Entscheidungsstichwort (Thema)
Berufung, Unterschrift, Paraphe, unleserlich, Verwerfung, Unzulässigkeit, Wiedereinsetzung, Vertrauensschutz
Leitsatz (amtlich)
Die Berufung ist nicht ordnungsgemäß erhoben und demgemäß nach § 519 b ZPO zu verwerfen, wenn die Berufungsschrift lediglich mit einem parapheähnlichen Schriftgebilde unterzeichnet ist, das weder lesbar ist noch irgendeinen Bezug zum Namen des Unterzeichnenden der Berufung aufweist.
Normenkette
ArbGG § 64; ZPO §§ 233, 295, 519b
Beteiligte
Verfahrensgang
ArbG Kiel (Entscheidung vom 08.07.1998; Aktenzeichen 3 Ca 313 b/98) |
Tenor
wird die Berufung des Klägers gegen das Urteil des Arbeitsgerichts Kiel vom 08. Juli 1998 – 3 Ca 313b/98 – auf seine Kosten als unzulässig verworfen.
Gründe
I.
Der Kläger hat vor dem Arbeitsgericht geklagt mit dem Antrag,
festzustellen, daß das Arbeitsverhältnis der Parteien nicht durch die Kündigung seitens der Beklagten vom 28. Januar 1998 fristgemäß oder fristlos beendet wurde, sondern unverändert bis zum 26. März 1998 fortbestand.
Hierauf hat das Arbeitsgericht durch Urteil vom 08. Juli 1998 für Recht erkannt:
- Die Klage wird abgewiesen.
- Der Kläger trägt die Kosten des Rechtsstreits.
- Der Streitwert wird auf DM 13.500,– festgesetzt.
Gegen dieses ihm am 10. September 1998 zugestellte Urteil hat der Kläger mit dem am 12. Oktober 1998 bei dem Landesarbeitsgericht eingegangenen Schriftsatz Berufung eingelegt.
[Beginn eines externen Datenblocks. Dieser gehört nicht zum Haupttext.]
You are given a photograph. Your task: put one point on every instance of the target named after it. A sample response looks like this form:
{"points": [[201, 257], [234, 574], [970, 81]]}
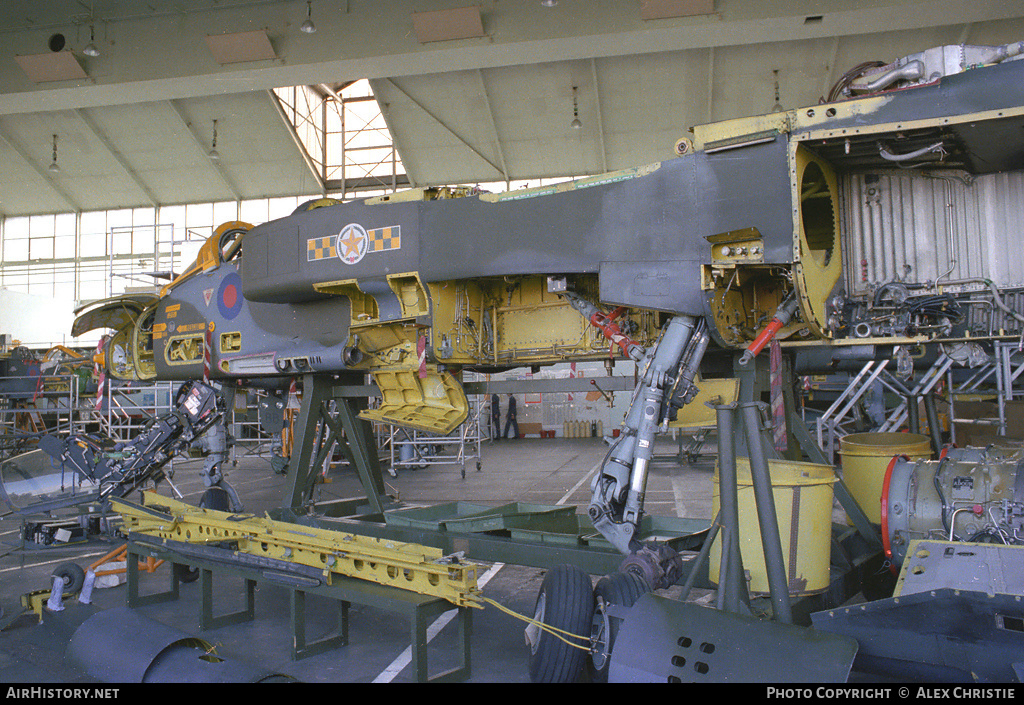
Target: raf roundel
{"points": [[229, 296], [352, 243]]}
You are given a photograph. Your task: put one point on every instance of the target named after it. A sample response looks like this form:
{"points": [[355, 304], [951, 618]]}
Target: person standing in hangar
{"points": [[510, 419]]}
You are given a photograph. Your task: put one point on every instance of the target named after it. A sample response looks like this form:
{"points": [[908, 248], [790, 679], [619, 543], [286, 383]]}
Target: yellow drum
{"points": [[803, 494], [865, 457]]}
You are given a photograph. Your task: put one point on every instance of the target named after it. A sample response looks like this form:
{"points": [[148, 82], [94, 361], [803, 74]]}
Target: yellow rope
{"points": [[554, 631]]}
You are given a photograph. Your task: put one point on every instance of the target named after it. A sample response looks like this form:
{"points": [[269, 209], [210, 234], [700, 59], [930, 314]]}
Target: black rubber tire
{"points": [[185, 574], [623, 589], [565, 602], [215, 498], [73, 575]]}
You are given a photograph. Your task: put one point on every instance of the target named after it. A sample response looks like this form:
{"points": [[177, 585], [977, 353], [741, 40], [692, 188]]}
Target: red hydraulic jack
{"points": [[783, 315]]}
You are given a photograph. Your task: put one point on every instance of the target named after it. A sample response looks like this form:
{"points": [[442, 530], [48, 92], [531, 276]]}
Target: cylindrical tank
{"points": [[970, 494], [865, 457], [803, 494]]}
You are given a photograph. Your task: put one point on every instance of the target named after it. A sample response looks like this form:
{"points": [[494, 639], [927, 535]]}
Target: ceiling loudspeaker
{"points": [[240, 47], [443, 26], [663, 9], [55, 66]]}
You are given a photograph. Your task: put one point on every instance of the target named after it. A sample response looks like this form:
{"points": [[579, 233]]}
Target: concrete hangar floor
{"points": [[535, 470]]}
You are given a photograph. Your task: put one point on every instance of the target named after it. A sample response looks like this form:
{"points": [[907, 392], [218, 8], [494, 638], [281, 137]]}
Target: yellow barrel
{"points": [[803, 495], [865, 458]]}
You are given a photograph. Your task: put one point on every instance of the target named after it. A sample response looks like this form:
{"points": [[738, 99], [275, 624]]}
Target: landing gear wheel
{"points": [[657, 564], [564, 602], [215, 498], [72, 574], [623, 589]]}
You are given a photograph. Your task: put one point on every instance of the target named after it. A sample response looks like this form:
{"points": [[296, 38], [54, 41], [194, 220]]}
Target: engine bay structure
{"points": [[870, 229]]}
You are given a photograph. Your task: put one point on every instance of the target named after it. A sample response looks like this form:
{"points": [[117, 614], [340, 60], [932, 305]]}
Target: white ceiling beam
{"points": [[600, 121], [448, 128], [385, 109], [118, 157], [709, 111], [297, 141], [214, 164], [46, 177], [375, 42], [494, 126]]}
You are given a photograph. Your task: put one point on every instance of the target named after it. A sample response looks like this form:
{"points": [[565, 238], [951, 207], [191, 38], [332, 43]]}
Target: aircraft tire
{"points": [[623, 589], [73, 574], [564, 602]]}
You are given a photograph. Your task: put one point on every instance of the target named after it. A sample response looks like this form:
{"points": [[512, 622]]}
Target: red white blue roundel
{"points": [[352, 243], [229, 295]]}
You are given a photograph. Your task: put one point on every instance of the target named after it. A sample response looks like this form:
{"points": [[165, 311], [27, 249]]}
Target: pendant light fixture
{"points": [[53, 168], [90, 48], [213, 154], [307, 27], [576, 124]]}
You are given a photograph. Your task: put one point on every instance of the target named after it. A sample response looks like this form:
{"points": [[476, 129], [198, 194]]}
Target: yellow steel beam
{"points": [[407, 566]]}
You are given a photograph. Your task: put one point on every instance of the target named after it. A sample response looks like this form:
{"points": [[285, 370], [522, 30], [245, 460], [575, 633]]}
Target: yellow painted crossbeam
{"points": [[411, 567]]}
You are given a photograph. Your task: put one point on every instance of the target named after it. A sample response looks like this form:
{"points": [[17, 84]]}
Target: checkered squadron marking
{"points": [[352, 243], [321, 248], [383, 239]]}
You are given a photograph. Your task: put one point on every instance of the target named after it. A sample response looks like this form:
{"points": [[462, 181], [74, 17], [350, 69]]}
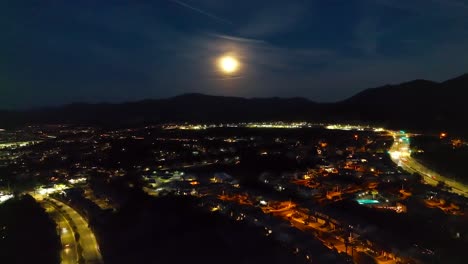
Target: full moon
{"points": [[228, 64]]}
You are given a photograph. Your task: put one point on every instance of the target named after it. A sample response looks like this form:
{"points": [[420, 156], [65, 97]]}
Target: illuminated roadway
{"points": [[69, 254], [88, 242], [66, 217], [401, 155]]}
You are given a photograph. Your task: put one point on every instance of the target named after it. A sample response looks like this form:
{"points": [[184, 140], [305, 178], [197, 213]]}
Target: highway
{"points": [[88, 242], [400, 153], [69, 254], [66, 217]]}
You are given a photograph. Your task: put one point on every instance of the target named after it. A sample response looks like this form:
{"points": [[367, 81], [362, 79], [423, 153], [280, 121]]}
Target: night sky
{"points": [[54, 52]]}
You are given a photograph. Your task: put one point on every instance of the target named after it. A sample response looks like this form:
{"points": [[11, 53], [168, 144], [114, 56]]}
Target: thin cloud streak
{"points": [[200, 11]]}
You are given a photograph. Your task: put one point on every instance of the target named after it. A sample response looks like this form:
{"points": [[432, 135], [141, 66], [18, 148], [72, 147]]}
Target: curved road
{"points": [[69, 254], [67, 218], [401, 155], [87, 241]]}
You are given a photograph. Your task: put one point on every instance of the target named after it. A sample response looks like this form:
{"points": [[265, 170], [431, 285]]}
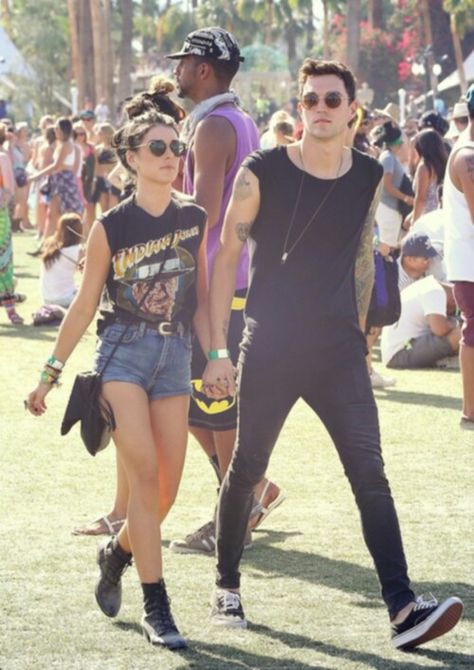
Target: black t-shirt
{"points": [[308, 303], [146, 250]]}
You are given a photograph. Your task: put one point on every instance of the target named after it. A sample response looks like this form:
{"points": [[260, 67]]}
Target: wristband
{"points": [[215, 354], [54, 363], [46, 378]]}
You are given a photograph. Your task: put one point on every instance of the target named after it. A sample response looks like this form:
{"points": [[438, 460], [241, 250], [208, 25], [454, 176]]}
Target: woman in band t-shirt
{"points": [[149, 253]]}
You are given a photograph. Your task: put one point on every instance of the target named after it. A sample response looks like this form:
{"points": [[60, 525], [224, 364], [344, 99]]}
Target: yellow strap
{"points": [[238, 304]]}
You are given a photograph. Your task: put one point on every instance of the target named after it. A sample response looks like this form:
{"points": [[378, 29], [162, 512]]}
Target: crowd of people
{"points": [[316, 238]]}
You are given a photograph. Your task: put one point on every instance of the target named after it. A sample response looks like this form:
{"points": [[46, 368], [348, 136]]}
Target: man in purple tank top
{"points": [[219, 135]]}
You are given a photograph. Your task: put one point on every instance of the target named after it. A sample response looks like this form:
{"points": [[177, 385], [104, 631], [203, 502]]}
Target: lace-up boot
{"points": [[157, 623], [112, 561]]}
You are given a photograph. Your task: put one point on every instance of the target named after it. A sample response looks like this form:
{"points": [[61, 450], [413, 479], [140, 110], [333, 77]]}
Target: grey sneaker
{"points": [[203, 541], [227, 610], [112, 561], [426, 621], [466, 424]]}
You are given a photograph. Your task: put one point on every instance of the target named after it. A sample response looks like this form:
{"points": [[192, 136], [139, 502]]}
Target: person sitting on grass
{"points": [[425, 332], [60, 258], [414, 262]]}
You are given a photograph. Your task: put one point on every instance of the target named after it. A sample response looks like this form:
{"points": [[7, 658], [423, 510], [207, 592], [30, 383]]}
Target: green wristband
{"points": [[216, 354]]}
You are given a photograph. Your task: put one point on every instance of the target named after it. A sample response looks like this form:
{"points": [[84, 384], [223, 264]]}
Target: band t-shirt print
{"points": [[156, 256]]}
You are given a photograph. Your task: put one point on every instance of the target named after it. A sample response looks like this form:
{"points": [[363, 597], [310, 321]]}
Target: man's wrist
{"points": [[216, 354]]}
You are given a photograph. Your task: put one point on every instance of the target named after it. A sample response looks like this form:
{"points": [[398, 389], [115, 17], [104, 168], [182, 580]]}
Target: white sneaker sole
{"points": [[172, 641], [442, 620], [228, 622], [178, 548]]}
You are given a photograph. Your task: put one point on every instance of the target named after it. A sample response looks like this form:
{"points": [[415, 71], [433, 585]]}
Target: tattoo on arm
{"points": [[470, 167], [242, 186], [242, 231], [364, 266]]}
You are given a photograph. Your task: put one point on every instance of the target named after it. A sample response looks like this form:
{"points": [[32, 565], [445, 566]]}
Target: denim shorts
{"points": [[159, 364]]}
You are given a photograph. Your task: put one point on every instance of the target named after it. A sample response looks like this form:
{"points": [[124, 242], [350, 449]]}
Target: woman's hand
{"points": [[35, 402], [218, 380]]}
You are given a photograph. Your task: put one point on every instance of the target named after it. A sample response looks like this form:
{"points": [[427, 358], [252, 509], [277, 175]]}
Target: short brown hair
{"points": [[315, 68]]}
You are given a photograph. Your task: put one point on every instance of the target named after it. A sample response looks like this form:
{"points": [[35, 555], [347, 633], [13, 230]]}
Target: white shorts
{"points": [[389, 222]]}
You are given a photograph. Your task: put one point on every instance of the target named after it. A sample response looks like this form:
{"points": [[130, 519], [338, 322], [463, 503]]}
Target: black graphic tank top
{"points": [[154, 254]]}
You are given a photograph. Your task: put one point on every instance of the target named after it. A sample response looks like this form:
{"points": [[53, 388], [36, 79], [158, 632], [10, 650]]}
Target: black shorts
{"points": [[205, 412]]}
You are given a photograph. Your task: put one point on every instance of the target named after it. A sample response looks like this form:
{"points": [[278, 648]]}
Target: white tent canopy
{"points": [[452, 80]]}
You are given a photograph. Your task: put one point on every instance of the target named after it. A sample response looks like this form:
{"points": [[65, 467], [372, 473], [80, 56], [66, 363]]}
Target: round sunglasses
{"points": [[332, 100], [158, 147]]}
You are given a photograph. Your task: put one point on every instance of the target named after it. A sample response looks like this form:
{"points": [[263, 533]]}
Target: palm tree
{"points": [[125, 65], [86, 49], [109, 56], [353, 34], [428, 40], [459, 12], [99, 51], [76, 64]]}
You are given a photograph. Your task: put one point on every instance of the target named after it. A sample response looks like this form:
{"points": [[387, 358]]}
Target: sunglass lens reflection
{"points": [[331, 100], [158, 147]]}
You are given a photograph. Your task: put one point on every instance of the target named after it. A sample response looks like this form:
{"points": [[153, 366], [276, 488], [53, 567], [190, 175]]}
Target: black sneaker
{"points": [[158, 624], [426, 621], [226, 609], [112, 561]]}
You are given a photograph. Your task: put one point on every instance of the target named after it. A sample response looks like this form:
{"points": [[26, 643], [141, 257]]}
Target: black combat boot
{"points": [[157, 623]]}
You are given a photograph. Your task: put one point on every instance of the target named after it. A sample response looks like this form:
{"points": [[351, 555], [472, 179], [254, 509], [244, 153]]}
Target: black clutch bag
{"points": [[87, 405], [407, 189]]}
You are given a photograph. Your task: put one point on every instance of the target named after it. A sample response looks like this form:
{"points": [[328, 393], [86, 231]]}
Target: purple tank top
{"points": [[247, 141]]}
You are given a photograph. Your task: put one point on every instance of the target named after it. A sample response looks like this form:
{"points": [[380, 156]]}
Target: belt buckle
{"points": [[165, 328]]}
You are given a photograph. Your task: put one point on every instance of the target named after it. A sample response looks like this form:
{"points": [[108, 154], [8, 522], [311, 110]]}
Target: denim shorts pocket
{"points": [[114, 333]]}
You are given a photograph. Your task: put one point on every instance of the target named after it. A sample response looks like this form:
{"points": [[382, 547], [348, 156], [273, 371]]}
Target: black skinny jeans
{"points": [[342, 397]]}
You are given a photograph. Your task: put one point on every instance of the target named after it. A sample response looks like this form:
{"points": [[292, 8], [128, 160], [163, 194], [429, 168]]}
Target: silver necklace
{"points": [[287, 250]]}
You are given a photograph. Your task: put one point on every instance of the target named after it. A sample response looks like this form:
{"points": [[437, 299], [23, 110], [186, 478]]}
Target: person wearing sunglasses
{"points": [[149, 256], [308, 211], [219, 134]]}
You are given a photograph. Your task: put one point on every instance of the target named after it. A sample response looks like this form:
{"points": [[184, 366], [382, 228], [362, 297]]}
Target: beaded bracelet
{"points": [[54, 363], [47, 378]]}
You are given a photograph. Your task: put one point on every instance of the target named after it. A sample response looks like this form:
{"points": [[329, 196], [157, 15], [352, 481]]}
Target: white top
{"points": [[459, 226], [57, 281], [420, 299], [70, 157]]}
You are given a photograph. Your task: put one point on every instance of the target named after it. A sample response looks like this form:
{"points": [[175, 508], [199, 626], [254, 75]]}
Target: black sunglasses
{"points": [[158, 147], [333, 100]]}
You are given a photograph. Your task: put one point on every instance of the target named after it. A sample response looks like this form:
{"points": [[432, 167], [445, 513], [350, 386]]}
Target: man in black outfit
{"points": [[307, 211]]}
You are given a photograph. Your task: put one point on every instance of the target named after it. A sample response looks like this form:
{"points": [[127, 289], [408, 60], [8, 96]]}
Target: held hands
{"points": [[218, 380], [35, 402]]}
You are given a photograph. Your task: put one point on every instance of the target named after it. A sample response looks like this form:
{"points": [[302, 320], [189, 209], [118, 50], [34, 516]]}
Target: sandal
{"points": [[15, 318], [103, 526], [260, 511]]}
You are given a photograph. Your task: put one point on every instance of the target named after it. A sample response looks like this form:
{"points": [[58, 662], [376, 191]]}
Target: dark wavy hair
{"points": [[145, 110], [430, 146], [157, 99]]}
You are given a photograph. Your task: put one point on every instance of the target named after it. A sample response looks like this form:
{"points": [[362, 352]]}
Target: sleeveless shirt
{"points": [[247, 140], [147, 250], [307, 304], [459, 227]]}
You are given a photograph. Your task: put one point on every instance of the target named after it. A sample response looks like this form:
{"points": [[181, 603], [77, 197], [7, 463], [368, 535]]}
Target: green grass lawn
{"points": [[310, 591]]}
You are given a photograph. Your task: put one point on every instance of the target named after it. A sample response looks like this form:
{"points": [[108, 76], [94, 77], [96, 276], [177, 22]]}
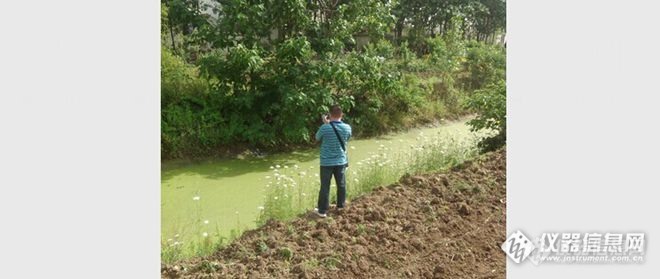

Die Berufungsschrift trägt im Briefkopf u. a. die Angabe
P.A. F. RECHTSANWALT UND NOTAR
M.H. RECHTSANWALT
E.S.
bis 1985
und unter der handschriftlichen Unterzeichnung die maschinenschriftliche Angabe (H.) „Rechtsanwalt”. Die Berufungsschrift, ist mit einem unleserlichen Schriftzug unterzeichnet. Dieses Strichgebilde, das eine entfernte Ähnlichkeit mit einem. „K” ausweisen könnte, sieht so aus:
(H.)
Rechtsanwalt
Unter dem 10. Mai 1999 wurden die Prozeßbevollmächtigten des Klägers auf die Bedenken gegen die Zulässigkeit der Berufung hingewiesen: „Die Berufungsschrift trägt keine Unterschrift, allenfalls ein paraphenähnliches Buchstabengebilde.” Sie meinen, daß es sich um einen die Identität des unterzeichnenden Rechtsanwalt Hartig ausreichend kennzeichnenden Schriftzug handele, entsprechende charakteristische Merkmale aufweise und sich als Unterschrift unter einem Namen darstelle:
„Die Unterschrift beginne stets mit einem langen senkrechten oder leicht geneigten Strich, in dem das „H” mit dem „a” am Ende zu sehen sei. Die Schriftführung steige dann für das „r” und „t” endend mit der „t-Spitze”, wieder an und falle über das „i” und das „g” endend etwa in Höhe des Tiefpunktes des „H”, je nach Neigung des Schriftzuges wieder ab. Diese durchgängige Zeichnung finde sich auch in der Berufungsschrift, wobei zu konzidieren sei, daß das Schriftbild teilweise mehr, teilweise weniger auseinandergezogen sei, so daß die nach oben gezogene Linie zur „t-Spitze” sich teilweise auf der Grundlinie des „H” befinde, teilweise aber auch seitlich rechts versetzt sei.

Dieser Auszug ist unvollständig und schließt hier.